Simon Wulf übersteht erste Bobfahrt ohne Übelkeit
Um mit 34 Jahren weiter vorn zu fahren, braucht er immer wieder schnelle Anschieber und dürfte mit Wulff den nächsten Glücksgriff gelandet haben. Auch Martin Grothkopp, einst 400-Meter-Läufer beim DSC, war in Friedrichs Bob gewechselt und hatte ihn 2018 zum ersten Vierer-Olympiasieg angeschoben.
"Der Weg von Leichtathletik in den Bobsport ist bekannt, allerdings nicht so in der Blüte der Leichtathletik-Zeit", meint Wulff selbst angesichts seiner Top-Form. Der 23-Jährige, der seit einigen Jahren für Bayer Leverkusen startet, studierte und lebte zuletzt in Amerika.
Als er Weihnachten zurück in der Heimat war, traf er beim Training in der DSC-Halle Alexander Schüller, Anschieber im Friedrich-Bob. "Und er meinte aus Spaß: Hey, wenn du Bock hast, mal was anderes zu machen, kommst du vorbei. Und wenn so eine Einladung vom Team Friedrich kommt, lässt man sich das nicht zweimal sagen."
Wulff überstand die Premierenfahrt ohne Übelkeit und blaue Flecken. "Das passt", meint auch Friedrich. Trainer Gerd Leopold half dem Sprinter in seiner Verletzungszeit, besorgte einen MRT-Termin bei einem Arzt in München, als die Beugesehne im linken Bein gerissen war. Nach einer Operation im Januar ging es aufwärts.
Wechsel in den Bob - abgesichert durch die Bundespolizei
Seit Sommer trainierte Wulff schon regelmäßig bei Friedrich. "Ab dieser Woche ist er komplett bei uns", meint der Pilot. Bis zur ersten Bobfahrt am 30. Oktober stehen noch zwei Anschubtests an. "Mit den athletischen Zubringerleistungen wird er das definitiv dort machen", ist Friedrich überzeugt. "Selbst wenn er als Neueinsteiger noch nicht ganz vorn ist, wäre das gar kein Stress. Es ist schon noch ein harter, steiniger Weg, aber ich bin mir sicher, dass wir den meistern werden."
Der Plan ist, dass Wulff anfangs mit Alexander Czudaj im Europacup fahren soll. "Für mich heißt es jetzt, ein Jahr Praxis sammeln und dann voll angreifen." Olympia 2026 in Cortina d’Ampezzo ist das große Ziel. Seit August hat Wulff eine Stelle bei der Bundespolizei in Bad Endorf und hat damit eine finanzielle Absicherung sowie eine berufliche Perspektive, die der DLV vermutlich nicht in Aussicht stellen konnte.

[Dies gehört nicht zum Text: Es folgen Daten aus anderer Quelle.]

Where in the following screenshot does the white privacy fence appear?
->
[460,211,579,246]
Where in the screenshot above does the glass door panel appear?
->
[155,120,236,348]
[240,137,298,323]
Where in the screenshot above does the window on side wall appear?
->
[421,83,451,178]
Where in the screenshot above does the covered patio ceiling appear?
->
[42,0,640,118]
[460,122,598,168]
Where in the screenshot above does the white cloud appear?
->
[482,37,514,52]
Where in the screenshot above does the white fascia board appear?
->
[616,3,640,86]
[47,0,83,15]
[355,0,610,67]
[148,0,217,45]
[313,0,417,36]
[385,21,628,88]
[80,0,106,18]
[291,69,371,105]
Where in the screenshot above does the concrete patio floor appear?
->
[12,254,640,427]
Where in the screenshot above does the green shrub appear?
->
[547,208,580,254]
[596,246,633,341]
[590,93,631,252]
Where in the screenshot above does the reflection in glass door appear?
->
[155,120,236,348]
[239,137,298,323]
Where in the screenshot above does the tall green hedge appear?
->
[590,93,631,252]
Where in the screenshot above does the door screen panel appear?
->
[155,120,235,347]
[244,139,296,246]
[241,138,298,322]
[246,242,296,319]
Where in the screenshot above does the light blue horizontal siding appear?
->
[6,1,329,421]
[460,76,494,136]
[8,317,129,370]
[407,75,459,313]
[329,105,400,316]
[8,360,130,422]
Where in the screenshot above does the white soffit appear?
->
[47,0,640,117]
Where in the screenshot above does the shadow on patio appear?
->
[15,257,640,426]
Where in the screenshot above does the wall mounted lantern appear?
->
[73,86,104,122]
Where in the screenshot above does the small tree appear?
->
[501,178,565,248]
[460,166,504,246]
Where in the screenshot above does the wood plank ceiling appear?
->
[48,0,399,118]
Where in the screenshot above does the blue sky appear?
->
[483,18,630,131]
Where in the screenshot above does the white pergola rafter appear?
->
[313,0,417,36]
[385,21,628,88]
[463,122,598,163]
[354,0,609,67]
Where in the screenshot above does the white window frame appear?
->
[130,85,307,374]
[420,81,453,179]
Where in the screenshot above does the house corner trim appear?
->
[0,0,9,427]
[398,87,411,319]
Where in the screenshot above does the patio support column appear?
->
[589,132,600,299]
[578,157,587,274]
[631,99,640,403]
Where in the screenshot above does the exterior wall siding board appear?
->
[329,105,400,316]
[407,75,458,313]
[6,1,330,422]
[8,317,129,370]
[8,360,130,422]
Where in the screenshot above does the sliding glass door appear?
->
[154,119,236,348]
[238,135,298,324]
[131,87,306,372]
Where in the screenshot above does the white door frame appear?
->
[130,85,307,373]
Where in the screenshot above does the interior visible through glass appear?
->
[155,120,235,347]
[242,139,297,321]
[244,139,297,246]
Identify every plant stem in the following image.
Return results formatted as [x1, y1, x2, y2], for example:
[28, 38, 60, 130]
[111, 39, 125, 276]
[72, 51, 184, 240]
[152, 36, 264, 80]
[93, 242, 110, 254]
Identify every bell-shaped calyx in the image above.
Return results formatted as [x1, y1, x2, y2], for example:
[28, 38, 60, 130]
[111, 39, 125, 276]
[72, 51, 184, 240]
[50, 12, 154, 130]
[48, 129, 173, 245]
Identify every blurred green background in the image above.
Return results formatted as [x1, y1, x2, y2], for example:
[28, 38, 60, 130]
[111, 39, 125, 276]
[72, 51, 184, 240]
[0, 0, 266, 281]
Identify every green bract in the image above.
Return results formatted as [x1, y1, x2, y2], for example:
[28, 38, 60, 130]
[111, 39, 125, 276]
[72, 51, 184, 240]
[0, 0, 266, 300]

Der Wechsel von der Bahn in den Eiskanal fühlt sich für Wulff richtig an. Als Dresdens 100-Meter-Sieger Blake neben dem Lokalmatador dann gefragt wird, ob er sich das auch vorstellen könnte, lacht er: "Wir haben in Kanada viele gute Bobfahrer, aber für mich ist das nichts. Ich schaue lieber zu, wie Simon erfolgreich fährt und komme wieder nach Dresden." Auch das ist eine Ansage.